===================================
日本の原典〜古事記物語〜第86号2005年6月13日発行
===================================
<最終話 御陵の土>
(なんとかして、父上を殺した雄略天皇に復讐をしてやりたいが…)
無事、父イチノベノオシハノミコの遺骸を埋葬した後も、顕宗天皇は父を殺し
た雄略天皇への恨みは消えず、どうやって報復してやろうか絶えず思案してい
た。
(そうだ、やつの墓を暴いてやろう!)
そして、その墓をあばくことで辱めてやろうと思い立った。
「おい、今から雄略天皇の墓を破壊して来い」
「…かしこまりました」
すぐに命令を下す顕宗天皇。
「何! 天皇がそう申したのか? いけない、すぐにおいさめしなければ…」
その命令を知った兄オケノミコは驚いて顕宗天皇のもとに駆けつけた。
「申し上げます! 雄略天皇の墓を破壊するのに他人を遣わしてはなりませ
ん。私自ら行って天皇の思いのまま破壊して参ります」
「分かった。では、頼みました」
こうして、オケノミコは自ら行き、陵の傍らを少し掘って皇居に戻った。
「オケノミコ様がお戻りになりました」
「何? もう戻ったのか。すぐにここへ来るように伝えよ」
「はっ」
すぐに復命したオケノミコがやってきた。
「早かったではないか。もう壊したのか?」
「はい、もう取り壊しました」
「どう破壊したのか?」
「陵の土を少し掘りました」
「少し掘っただけ?」
「はい、少し掘っただけでございます」
その言葉を聞いた顕宗天皇は怒気をはらんで問いただした。
「父王の仇を討とうと思ったら、その陵墓をことごとく破壊するのは当然だろ
う! 少しだけ掘ったとはどういうことか!」
「その理由はこうです」
怒り心頭な顕宗天皇に対して、兄であるオケノミコは冷静に受け応えた。
「父上の恨みをその霊に仕返ししようと思うのは誠に最もなことでございま
す」
「そうだろう、なのになぜ破壊せぬ」
「けれども、あの雄略天皇は父上の怨敵ですが、私たちの叔父であり、また、
天下を治めた天皇です」
「……」
「ここで、今父の仇という理由だけで天下を治めた天皇の御陵を完全に破壊す
れば、必ず後世の人から非難されるでしょう」
「そうではあるが、では、この恨みを晴らすことはできないのか…」
「いえ、違います。
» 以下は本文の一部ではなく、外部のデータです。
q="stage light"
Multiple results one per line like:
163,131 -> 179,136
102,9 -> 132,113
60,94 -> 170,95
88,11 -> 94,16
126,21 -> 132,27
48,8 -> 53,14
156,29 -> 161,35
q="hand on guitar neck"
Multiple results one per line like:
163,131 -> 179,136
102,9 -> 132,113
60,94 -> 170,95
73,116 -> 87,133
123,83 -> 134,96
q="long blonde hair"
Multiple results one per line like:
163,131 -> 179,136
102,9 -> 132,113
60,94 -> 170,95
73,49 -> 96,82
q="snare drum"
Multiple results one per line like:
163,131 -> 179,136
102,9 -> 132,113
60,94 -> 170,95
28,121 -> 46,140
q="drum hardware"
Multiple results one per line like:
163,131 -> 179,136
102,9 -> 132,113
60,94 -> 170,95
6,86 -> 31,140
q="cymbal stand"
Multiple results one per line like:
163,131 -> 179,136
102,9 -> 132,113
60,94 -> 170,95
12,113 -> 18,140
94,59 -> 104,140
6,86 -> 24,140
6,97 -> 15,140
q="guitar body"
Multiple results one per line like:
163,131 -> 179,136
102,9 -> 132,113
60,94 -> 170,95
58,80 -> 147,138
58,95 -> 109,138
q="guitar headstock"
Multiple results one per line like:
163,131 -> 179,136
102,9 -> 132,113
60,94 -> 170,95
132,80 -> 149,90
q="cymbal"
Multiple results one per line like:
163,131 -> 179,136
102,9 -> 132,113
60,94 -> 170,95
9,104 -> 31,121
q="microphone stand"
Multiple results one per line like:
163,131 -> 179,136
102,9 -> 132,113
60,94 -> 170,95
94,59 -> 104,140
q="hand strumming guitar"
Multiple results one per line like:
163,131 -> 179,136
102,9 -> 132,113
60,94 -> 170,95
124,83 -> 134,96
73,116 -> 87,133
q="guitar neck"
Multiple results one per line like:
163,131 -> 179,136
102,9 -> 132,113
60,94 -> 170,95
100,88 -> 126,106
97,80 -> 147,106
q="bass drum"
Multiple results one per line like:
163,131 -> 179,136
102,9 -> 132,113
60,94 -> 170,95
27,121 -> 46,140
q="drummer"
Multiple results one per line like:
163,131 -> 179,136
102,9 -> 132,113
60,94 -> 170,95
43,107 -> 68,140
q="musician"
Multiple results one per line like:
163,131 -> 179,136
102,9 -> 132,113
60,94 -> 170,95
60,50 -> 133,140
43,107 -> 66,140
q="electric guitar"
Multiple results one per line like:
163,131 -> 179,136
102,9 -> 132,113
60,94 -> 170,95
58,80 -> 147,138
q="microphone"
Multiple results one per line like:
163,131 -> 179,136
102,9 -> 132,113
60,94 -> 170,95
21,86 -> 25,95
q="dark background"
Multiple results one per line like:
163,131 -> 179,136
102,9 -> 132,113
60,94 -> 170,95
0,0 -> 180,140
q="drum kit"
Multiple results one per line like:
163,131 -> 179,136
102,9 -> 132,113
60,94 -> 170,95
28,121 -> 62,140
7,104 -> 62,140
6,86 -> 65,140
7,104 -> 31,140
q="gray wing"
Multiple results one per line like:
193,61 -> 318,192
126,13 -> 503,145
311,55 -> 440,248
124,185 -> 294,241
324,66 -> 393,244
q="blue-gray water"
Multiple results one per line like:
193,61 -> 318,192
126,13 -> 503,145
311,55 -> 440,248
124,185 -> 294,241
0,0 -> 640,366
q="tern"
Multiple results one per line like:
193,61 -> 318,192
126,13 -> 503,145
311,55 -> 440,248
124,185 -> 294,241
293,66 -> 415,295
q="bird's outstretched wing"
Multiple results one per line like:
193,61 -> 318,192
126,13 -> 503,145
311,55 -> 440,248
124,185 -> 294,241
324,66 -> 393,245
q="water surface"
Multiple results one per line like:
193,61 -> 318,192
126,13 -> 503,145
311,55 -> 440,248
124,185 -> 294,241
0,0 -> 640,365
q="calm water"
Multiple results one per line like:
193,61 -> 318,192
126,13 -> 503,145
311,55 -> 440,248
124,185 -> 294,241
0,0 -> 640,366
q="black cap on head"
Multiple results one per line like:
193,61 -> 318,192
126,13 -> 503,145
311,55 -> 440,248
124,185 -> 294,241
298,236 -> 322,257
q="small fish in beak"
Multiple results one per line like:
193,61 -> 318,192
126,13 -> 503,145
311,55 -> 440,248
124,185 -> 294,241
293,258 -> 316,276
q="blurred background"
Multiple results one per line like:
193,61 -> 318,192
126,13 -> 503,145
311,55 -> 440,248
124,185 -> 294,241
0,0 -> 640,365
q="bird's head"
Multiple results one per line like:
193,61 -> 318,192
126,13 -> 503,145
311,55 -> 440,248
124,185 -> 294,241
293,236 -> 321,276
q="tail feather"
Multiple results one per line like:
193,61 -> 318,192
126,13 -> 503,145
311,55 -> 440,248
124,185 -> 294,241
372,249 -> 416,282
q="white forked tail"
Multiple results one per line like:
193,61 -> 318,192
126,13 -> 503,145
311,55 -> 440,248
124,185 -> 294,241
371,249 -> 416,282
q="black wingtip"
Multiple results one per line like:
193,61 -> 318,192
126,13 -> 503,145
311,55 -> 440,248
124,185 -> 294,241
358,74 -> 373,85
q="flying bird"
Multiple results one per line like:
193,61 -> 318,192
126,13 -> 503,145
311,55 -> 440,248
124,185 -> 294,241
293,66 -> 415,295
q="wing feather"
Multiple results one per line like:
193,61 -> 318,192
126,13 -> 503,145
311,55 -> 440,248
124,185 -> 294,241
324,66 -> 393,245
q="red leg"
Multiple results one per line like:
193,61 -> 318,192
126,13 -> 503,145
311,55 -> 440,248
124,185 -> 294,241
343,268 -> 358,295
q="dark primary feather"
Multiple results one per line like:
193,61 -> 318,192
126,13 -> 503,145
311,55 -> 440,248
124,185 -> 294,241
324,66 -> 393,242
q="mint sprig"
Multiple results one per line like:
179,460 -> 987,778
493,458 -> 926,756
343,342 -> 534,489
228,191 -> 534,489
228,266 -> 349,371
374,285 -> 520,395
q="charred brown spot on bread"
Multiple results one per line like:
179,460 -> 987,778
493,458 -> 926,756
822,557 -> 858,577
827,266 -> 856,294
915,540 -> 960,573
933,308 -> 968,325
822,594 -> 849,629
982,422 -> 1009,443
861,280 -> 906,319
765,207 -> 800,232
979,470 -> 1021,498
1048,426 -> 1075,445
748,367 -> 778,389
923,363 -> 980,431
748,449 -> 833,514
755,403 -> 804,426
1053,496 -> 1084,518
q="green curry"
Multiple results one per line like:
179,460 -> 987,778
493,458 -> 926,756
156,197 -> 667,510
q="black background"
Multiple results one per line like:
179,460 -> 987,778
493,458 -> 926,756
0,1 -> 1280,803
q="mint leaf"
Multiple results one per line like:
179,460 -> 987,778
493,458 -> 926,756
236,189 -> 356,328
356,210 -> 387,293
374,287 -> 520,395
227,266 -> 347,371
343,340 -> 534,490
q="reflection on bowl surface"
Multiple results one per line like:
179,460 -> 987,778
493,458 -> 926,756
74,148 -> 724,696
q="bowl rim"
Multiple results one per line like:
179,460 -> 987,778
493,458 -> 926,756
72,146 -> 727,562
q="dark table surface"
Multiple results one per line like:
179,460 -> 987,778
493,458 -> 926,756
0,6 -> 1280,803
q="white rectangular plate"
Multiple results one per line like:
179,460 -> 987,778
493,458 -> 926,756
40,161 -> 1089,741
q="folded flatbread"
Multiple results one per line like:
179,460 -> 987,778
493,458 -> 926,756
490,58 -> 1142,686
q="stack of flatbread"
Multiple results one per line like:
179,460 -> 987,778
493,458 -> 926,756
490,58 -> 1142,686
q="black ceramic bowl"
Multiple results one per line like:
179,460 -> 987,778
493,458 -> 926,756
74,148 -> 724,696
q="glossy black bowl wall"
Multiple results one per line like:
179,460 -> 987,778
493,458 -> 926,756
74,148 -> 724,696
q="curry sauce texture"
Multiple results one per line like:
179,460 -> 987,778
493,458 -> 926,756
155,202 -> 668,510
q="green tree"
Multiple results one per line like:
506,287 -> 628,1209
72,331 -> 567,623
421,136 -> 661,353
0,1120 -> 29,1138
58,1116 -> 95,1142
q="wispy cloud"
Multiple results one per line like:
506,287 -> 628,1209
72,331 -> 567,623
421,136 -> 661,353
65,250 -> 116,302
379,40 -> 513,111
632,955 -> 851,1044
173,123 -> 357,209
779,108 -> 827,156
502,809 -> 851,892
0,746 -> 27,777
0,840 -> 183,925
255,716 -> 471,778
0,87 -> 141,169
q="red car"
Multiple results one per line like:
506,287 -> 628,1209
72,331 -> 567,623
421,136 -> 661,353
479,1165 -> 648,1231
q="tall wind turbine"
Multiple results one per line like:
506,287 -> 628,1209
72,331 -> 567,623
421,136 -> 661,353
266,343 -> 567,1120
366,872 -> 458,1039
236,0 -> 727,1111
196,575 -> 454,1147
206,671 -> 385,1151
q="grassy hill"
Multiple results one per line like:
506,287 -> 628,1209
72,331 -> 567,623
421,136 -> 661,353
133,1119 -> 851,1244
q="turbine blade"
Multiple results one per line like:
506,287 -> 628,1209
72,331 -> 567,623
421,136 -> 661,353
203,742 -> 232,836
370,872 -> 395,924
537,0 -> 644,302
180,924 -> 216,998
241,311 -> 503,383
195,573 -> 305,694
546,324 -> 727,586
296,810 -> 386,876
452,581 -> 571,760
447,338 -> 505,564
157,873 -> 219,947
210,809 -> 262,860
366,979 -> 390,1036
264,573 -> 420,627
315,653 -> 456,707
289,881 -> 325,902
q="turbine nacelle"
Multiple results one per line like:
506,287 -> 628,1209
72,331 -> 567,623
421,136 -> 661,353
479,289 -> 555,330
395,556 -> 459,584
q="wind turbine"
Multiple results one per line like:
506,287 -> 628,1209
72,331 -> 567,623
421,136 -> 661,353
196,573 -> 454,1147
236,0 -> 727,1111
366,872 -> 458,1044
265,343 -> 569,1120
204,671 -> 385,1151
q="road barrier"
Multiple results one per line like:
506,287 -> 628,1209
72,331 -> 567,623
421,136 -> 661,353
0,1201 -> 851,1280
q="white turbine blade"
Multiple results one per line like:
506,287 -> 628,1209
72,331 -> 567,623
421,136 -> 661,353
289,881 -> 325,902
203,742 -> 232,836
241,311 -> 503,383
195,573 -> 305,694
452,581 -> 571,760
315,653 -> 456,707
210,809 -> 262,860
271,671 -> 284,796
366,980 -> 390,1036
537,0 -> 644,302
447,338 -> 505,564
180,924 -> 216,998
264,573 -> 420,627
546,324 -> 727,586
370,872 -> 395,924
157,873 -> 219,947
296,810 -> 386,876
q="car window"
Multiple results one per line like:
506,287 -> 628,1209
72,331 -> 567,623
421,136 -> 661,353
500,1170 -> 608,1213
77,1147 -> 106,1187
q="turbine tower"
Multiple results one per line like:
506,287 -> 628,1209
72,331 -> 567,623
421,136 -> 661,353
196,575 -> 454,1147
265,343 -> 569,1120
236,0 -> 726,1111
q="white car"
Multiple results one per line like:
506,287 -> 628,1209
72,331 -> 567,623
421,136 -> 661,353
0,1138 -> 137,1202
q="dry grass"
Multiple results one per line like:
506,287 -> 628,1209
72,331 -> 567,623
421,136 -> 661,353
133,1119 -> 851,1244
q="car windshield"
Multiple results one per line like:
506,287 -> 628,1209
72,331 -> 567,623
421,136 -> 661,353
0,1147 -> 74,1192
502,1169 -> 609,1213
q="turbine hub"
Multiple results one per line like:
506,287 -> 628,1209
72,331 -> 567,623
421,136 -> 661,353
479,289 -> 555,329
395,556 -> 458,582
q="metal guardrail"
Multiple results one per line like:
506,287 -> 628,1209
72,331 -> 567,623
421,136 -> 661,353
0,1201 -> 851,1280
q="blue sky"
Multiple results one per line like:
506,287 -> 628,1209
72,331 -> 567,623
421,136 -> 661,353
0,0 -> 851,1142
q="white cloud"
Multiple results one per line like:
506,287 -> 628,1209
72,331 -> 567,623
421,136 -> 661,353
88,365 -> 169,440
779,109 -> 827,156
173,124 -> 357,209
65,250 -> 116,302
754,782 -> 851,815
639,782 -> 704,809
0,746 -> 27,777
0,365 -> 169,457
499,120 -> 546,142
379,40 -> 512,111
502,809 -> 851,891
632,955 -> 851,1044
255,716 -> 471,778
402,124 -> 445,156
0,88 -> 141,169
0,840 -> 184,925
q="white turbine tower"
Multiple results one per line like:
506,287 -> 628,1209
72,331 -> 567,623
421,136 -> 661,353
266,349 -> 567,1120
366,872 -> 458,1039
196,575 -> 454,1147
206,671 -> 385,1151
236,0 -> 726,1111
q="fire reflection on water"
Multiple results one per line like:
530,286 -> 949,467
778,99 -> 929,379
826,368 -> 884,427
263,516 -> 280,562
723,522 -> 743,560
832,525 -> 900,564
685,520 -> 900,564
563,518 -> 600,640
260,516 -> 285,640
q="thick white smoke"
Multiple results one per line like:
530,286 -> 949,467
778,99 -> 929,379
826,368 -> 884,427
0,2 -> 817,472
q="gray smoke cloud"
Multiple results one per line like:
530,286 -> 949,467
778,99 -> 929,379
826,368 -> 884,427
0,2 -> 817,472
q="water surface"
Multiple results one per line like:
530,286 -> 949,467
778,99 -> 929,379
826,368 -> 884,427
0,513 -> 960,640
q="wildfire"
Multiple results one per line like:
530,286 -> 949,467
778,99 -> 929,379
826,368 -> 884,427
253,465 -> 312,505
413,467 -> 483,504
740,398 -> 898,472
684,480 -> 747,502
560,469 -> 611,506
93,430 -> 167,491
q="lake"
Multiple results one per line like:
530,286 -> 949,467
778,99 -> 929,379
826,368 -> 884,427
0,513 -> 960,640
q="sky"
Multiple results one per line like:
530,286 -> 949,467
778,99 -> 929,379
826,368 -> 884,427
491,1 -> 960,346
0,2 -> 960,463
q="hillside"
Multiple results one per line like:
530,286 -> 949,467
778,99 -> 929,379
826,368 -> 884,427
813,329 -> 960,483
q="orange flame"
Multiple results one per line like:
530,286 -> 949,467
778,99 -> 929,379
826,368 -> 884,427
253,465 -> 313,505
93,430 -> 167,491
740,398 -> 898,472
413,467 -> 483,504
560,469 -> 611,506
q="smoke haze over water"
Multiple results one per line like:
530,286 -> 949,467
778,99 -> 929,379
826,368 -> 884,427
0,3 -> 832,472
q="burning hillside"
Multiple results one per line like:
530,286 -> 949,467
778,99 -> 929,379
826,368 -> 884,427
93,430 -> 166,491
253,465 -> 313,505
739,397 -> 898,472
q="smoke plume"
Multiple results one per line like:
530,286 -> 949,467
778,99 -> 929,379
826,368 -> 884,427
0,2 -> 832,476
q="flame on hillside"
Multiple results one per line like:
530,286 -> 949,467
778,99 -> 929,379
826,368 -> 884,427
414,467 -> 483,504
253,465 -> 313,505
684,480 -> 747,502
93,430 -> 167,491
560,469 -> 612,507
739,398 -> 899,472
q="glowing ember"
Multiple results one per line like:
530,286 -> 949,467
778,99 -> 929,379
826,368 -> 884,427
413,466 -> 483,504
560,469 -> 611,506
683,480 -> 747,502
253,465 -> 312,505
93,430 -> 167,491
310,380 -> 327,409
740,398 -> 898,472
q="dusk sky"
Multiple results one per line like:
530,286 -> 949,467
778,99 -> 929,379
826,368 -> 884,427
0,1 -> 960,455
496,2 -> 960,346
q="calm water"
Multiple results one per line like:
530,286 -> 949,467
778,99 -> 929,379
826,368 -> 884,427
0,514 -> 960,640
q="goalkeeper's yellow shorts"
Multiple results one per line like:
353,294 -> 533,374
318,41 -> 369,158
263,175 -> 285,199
もちろん、父上の仇だけは討たなければなりません」
「だからか」
「そうです。だからこそ、陵のほとりを少し掘ったのです。このはずかしめで、
後世に私たちの報復の志を示すのに十分でしょう」
「うん、大変道理にかなっています。その報復で構いません」
兄にさとされ、すっかり冷静になった顕宗天皇はおだやかな顔でそういった。
こうして、野蛮な復讐劇が繰り返されることはなくなった。
顕宗天皇が亡くなった後、兄のオケノミコが即位し、仁賢天皇になった。
仁賢天皇後は子の武烈天皇が即位し、武烈天皇は後継者もなく亡くなった。
近江から継体天皇を招き、安閑天皇、宣下天皇、欽明天皇、敏達天皇、用明天
皇、崇峻天皇、推古天皇と続いた。
以上で、古事記の記述は終わる。